# How to check if any subset of a given set of numbers can sum up to a given number

Given a number, say $x$, and a set of numbers made up of only $k$ different numbers, where each of the $k$ numbers is repeated $n_1,n_2,\dots n_k$ times. How do I tell if it is possible to find a subset such that it sums to $x$.

E.g.: $$x=6 , k=3$$ $$S=\{1,2,3,3,2,1\}$$ $$n_1=2, n_2=2, n_3=2$$ $$1+2+3=6$$ so its possible.

All the numbers in the set are square free.

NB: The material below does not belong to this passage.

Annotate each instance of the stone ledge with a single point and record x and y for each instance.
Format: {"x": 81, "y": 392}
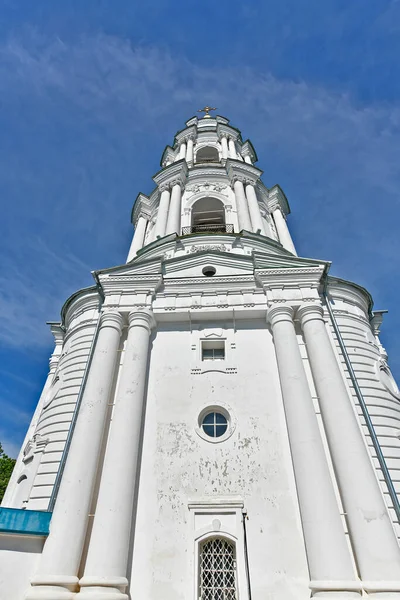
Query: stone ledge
{"x": 25, "y": 522}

• This is known as the subset sum problem and as far as is known the best algorithms have exponential complexity. Are you interested in a description of searching for a solution by backtracking? Commented Oct 11, 2015 at 16:22
• what if k<=10, is there a better way to do this ? I already know about the subset sum problem, but its not fast enough Commented Oct 11, 2015 at 16:33
• Yes, all the numbers and 'x' are positive, there is one other thing that i forgot to mention, all the numbers in the set are square-free Commented Oct 11, 2015 at 16:34
• It seems odd that you would edit the Question to say the numbers are square-free, but omit that they are nonnegative integers (if I understood correctly). Certainly the only possible sums $x$ will be multiples of the GCD of all your potential summands, so without loss of generality they have combined GCD one. Knowing the underlying set of $k$ values is small helps, but I don't see that being square-free is relevant. Commented Oct 11, 2015 at 16:51
• 've found out how to do it a bit faster, I'm posting it here just in case you want to know how @hardmath: For each of the 'k' different numbers, we will create new summands containing the number 1,2,4,... times until its no longer possible to create new summands, so any number having l*ni as a summand for some 'l' and ni can also be expressed as a sum of these new summands, but now, there will be at most logN summands for each distinct number Commented Oct 16, 2015 at 14:04

There are several studied variations on the Subset Sum Problem. The one described here, at least for arbitrary multisets of natural numbers, is essentially the Bounded Knapsack Decision Problem, where "bounded" refers to the number of items of the ith kind having a bound $n_i$.
It is therefore "believed to be one of the easier $\mathcal{NP}$-hard problems" (Where are the hard knapsack problems?, Pisinger (2003)).
If the algorithms for exactly solving this problem are not satisfactory in performance, then as a fallback one might consider approximate algorithms or probabilistic algorithms. By the first of these alternatives we mean answering a "relaxed" question about whether we can come within a tolerance of the required sum $x$, and there exist polynomial time algorithms (but whose complexity nonetheless depends on the allowed tolerance). See Bounded Knapsack Problem for a detailed analysis (Chapter 3 of the book Knapsack Problems - Algorithms and Computer Implementations by Martello and Toth, 1990).
By probabilistic algorithm we mean a randomized search that has a significant likelihood of finding (within polynomial bounded time) the exact sum $x$ if it is feasible, but may fail to do so (within the time bound) even if a solution exists. For example, simulated annealing is often proposed as a search technique. A recent proposal (Gao, Qui and Cao, 2014) is Estimation of Distribution Algorithms for Knapsack Problem, which has good references to the literature.